Suspension of O'Neill Was Justified, USC Fortunate to Have Haden
As uncertain as the basketball team’s immediate future is, the school’s athletic department is perhaps the most stable it’s ever been.
Athletic Director Pat Haden’s decision to suspend Kevin O’Neill for the Pac-10 tournament is the latest example of his determination to keep the program’s image from becoming subordinate to wins and losses.
Though details of the altercation that led to O’Neill’s suspension are murky at best, the following is indisputable: O’Neill had been drinking that night (bar photos of him with Arizona fans show that to be the case) and he got into an altercation with a University of Arizona booster that required security intervention.
Many Trojans fans are outraged at the extent of Haden’s punishment, pointing out that there was no arrest and no criminal charges had been made. While this may be true, O’Neill’s conduct was reckless and he deserved to be punished for it.
Haden has stressed to his coaches the idea that no moment is truly private. Like the CEO of a Fortune 500 company, a coach’s every move is scrutinized. Therefore they must be held to a higher standard.
Not only did O’Neill suffer a severe lapse in judgment, he did so at the most critical juncture of his USC coaching career. His team had just come off a convincing win over a pesky Cal team and was arguably a win away from earning an NCAA Tournament bid. The timing makes this incident even more egregious, especially after the resolve O’Neill’s team had shown during the latter part of the season to get themselves into position for a Tourney bid.
There is no question that O’Neill’s absence affected USC against Arizona. There’s also no telling what the game’s outcome would have been had O’Neill coached. That is beside the point, though. As Haden said upon accepting the position of athletic director, “Winning any way other than the right way is not winning at all.”
This statement sums up the approach Haden has brought to USC. Though he’s only been on the job for eight months, Haden has already changed the culture of Trojan athletics. Under his watch, no longer will the program’s success be marked solely by wins and losses. No longer will there be the perception that USC believes it is above the law.
Haden’s tangible changes to the program are coming at a pivotal time. Less than a year ago, the Trojans’ football program was rocked by major sanctions. Instead of admitting fault and promising change, Haden’s predecessor, Mike Garrett, spoke of his perception that jealousy fueled the sanctions.
No matter how ridiculous some of its decisions may appear, an amicable relationship with the NCAA is paramount. It can be argued that USC’s sanctions were so draconian because of Garrett’s defiance.

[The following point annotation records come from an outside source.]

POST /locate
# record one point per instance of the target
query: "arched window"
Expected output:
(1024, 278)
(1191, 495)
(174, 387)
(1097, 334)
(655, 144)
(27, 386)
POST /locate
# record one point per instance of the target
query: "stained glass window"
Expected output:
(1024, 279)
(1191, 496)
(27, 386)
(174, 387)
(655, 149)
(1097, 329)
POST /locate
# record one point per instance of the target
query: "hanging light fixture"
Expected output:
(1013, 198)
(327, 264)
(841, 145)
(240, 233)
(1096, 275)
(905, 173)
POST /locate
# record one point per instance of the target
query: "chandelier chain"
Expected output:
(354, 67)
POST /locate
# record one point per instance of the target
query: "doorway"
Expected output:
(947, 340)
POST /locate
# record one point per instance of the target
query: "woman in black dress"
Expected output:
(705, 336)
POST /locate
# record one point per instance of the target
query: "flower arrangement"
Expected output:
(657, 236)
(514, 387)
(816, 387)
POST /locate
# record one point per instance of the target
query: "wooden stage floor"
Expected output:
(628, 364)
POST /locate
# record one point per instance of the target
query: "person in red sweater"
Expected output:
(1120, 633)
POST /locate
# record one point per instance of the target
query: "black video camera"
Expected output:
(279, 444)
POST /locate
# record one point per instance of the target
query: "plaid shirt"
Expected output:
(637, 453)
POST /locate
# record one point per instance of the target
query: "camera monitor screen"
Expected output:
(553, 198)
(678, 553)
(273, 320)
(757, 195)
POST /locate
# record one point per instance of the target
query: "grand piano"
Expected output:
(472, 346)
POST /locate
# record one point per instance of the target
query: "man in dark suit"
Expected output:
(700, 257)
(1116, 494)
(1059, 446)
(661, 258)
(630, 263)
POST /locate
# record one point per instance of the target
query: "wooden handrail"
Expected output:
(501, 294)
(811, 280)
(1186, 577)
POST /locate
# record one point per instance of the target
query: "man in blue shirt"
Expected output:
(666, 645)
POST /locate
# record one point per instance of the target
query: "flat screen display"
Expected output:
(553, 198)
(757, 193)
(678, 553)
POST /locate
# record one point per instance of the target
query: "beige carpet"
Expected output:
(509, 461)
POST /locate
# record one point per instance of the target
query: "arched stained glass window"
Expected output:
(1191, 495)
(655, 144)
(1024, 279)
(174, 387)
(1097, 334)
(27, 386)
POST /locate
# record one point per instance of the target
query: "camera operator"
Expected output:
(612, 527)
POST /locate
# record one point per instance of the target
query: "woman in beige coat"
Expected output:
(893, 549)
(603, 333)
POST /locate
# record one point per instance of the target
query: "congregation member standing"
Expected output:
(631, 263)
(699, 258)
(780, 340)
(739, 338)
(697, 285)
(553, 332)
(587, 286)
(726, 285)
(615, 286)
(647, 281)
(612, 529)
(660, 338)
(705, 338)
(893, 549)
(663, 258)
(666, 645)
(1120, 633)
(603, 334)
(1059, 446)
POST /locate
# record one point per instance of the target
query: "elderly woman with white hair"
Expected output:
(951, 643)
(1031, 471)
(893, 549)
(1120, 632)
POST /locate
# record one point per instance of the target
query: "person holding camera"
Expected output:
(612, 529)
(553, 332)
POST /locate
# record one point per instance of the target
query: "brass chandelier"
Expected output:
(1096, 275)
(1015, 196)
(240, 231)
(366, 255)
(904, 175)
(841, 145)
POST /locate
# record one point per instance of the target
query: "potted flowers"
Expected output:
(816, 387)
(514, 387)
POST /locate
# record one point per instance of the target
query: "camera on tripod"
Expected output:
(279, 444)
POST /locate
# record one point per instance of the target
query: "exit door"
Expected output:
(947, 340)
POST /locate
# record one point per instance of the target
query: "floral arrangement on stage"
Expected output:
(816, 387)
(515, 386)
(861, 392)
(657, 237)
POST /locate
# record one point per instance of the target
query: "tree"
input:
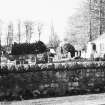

Haden has done a great job of mending this relationship, including his offer to host an “agent summit” at USC last month, which was met with rave reviews by the NCAA. Though it hasn’t issued a statement on the O’Neill suspension, the NCAA’s sentiments are likely similar to those of Pac-10 Commissioner Larry Scott, who, when referring to the situation, said, “We commend USC for its actions.”
In theory, Haden’s transformation of the athletic department can’t be applied to the university’s sanctions appeal, but USC’s fate will be decided by a committee and it’s difficult to envision Haden’s efforts not having at least a subconscious effect.
No matter the result of the appeal, USC no longer dominates the sports news for the wrong reasons. In a year where programs like Ohio State and Auburn have come under fire for seemingly insufficient penalties, USC is slowly regaining respect.
Even if the Trojans don’t have an NCAA bid Sunday night, their fans should celebrate who they have: Pat Haden.